See the source imageIn 2013,  Our Lord Jesus Christ, the Eternal High Priest was inserted into the proper Calendar of England and the proper Calendar of Wales, with the rank of feast, on the Thursday after Pentecost. This new feast was celebrated for the first time in England and Wales in 2018. It was instituted to honour Jesus Christ, who serves humankind as High Priest, mediator of God’s saving graces.
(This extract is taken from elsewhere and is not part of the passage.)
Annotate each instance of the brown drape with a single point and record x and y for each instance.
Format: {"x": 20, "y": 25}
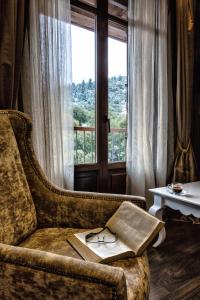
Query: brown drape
{"x": 12, "y": 16}
{"x": 184, "y": 166}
It is also a day on which we celebrate the sacramental participation in Christ’s ministry by those ordained as bishops and priests in the Church for the service of God’s people.
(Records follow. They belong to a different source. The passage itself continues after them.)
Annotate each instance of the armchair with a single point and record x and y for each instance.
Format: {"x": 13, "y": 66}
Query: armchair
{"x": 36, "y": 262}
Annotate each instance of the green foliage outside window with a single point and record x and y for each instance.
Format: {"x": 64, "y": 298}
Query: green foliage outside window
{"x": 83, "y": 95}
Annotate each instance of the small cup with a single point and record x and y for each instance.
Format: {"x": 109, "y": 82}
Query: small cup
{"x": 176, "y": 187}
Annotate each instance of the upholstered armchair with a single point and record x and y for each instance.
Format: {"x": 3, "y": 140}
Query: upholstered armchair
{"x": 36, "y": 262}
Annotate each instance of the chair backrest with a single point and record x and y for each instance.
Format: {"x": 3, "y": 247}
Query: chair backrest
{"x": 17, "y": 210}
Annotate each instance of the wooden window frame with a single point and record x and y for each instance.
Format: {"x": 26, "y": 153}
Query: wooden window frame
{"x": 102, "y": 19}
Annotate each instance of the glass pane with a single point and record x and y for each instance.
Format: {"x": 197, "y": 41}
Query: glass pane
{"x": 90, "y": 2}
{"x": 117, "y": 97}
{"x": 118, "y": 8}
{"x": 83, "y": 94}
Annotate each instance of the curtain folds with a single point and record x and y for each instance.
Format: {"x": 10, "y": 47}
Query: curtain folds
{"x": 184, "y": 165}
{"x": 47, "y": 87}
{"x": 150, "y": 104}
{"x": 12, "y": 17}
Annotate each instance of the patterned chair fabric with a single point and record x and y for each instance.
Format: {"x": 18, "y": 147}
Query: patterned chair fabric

The complete texts issued by the Liturgy Office include the Decree, full texts of readings and prayers for the Mass and Liturgy of the Hours, Roman Martyrology, and Hymns with musical notation.
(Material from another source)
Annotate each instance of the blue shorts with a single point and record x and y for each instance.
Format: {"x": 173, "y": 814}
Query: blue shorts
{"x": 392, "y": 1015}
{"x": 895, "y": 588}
The second reading for the Office of Readings for the Feast (from the Encyclical Mediator Dei of Pope Pius XII) reminds of how all the faithful are called to share in the priesthood of Christ, in their different states of life:

Christ, Priest and Victim
Christ is a Priest indeed; however, he is a Priest not for himself but for us, since, in the name of the whole human race, he brings our prayers and religious dispositions to the eternal Father; he is also a victim, but a victim for us, since he substitutes himself for sinners.
Now the exhortation of the Apostle, ‘Let this mind be in you which was also in Christ Jesus,’ demands that all Christians should possess, as far as is humanly possible, the same dispositions as those which the divine Redeemer had when he offered himself in sacrifice: that is to say, they should with a humble attitude of mind, offer adoration, honour, praise and thanksgiving to the supreme majesty of God.
Moreover, it demands that they must assume in some way the condition of a victim, that they deny themselves as the Gospel commands, that freely and of their own accord they do penance and that each detests and makes satisfaction for his sins.
It demands, in a word, that we must all undergo with Christ a mystical death on the Cross so that we can apply to ourselves the words of St. Paul, ‘I have been crucified with Christ’ (Galatians 2:19).